Lilah felt a flash of indignation on the colonel’s behalf and found herself wondering what he was like without any of his soldiers around. But then, she’d been the one to irritate him, not Kaika. She had meant the comment as a joke, not realizing until afterward that it was a dig at his honor, if he was a man of honor. She did not know at this point.
“I better go look at his room,” Lilah murmured.
/> She grabbed her toolkit and walked out, aware of Kaika snapping her firearm together and following her. Lilah wasn’t sure whether to be relieved or not that she would have company. With her knack for offending people, being alone with Therrik might not be a good idea, especially since he apparently possessed a special hatred for Zirkanders.
• • • • •
On the second floor of the headquarters building, Vann unlocked the door to the artifact room while he waited for the professor to join him. His own office, complete with a never-ending pile of paperwork on the desk, stood open at the end of the hall. It would be a damned shame if the supply ship forgot to include reams of paper the next time it floated into the valley. Unfortunately, he needed to get back to that paperwork. He’d taken more of a break than he should have for his evening exercise session.
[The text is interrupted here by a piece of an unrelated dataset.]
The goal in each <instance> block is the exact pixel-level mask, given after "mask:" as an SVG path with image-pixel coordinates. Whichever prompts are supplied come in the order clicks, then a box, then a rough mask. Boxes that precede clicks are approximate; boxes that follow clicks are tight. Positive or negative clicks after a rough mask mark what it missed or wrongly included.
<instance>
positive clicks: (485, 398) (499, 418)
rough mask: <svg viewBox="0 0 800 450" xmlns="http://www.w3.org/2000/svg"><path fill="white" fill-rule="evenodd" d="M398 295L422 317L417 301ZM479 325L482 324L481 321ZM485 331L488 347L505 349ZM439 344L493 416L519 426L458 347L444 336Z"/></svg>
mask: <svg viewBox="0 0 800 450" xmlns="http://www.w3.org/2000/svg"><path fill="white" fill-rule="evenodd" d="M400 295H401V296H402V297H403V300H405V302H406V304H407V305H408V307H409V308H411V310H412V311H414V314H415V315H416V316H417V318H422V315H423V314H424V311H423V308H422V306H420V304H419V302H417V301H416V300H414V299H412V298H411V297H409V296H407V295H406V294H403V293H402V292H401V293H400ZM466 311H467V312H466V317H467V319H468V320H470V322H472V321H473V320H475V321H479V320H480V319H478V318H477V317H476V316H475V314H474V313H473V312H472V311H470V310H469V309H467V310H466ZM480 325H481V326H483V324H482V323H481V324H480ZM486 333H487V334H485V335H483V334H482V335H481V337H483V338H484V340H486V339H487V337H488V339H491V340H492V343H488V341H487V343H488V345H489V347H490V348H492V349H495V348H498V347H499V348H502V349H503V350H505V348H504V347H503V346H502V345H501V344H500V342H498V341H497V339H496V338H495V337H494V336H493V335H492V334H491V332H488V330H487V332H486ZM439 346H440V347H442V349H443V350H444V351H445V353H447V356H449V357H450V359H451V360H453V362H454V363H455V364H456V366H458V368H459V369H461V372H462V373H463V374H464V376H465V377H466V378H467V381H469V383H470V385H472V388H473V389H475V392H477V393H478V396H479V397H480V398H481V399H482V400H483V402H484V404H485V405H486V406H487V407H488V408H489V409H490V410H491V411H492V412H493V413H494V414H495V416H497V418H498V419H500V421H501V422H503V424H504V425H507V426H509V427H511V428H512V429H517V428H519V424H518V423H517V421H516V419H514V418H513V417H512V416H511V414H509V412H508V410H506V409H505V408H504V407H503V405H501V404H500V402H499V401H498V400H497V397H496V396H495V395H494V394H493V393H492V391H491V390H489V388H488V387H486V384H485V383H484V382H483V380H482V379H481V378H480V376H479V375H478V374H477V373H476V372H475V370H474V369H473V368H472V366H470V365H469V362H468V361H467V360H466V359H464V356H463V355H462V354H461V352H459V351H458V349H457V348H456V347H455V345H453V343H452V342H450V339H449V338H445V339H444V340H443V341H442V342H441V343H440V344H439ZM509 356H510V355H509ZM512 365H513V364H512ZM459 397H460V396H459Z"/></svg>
His muscles, less tense after going a dozen rounds of wrestling and boxing, thanked him for the diversion, but General Zirkander’s arrival had added to what should have only been an hour delay. Vann would be going over reports by lantern light tonight.
Professor Zirkander’s head appeared as she climbed the stairs, her reddish-brown hair falling about her shoulders. He’d outpaced her, his strides irritated after the implication that he was someone whom women needed a rifle to fend off, but there weren’t many places to get lost in the rectangular two-story building. A long hallway on each level granted one access to all of its rooms.
Kaika ambled after the professor, appearing relaxed, if not bored, but she’d had much of the same training as he’d had, and he knew she was always alert and ready to react. He clenched his jaw, feeling irritated anew that she—or maybe the professor—thought her services as a damned bodyguard were needed inside of the headquarters building. Of all people, Kaika ought to know that he wasn’t going to maul a woman, not a civilian woman, anyway. He tried to treat soldiers the same way, regardless of sex, though he always felt uncomfortable forcefully demonstrating combat maneuvers with women on the training field. He was relieved he hadn’t had to deal with them as soldiers for his first fifteen years in the army. Only when he’d gotten promoted to colonel and had been taken from the field to the academy to teach unarmed combat to all upcoming officers, not just infantry ones, had he encountered mixed genders. As he would admit to nobody but himself, he had been equally inept with men and women when it came to instruction. He missed fieldwork like a lost limb. He felt more than a little envious of Kaika for still being sent on covert missions, though he allowed himself a bit of a smug smile as she approached with the professor. He knew she must hate this little mission and would look forward to its end. Bodyguard duty. How tedious and unexciting.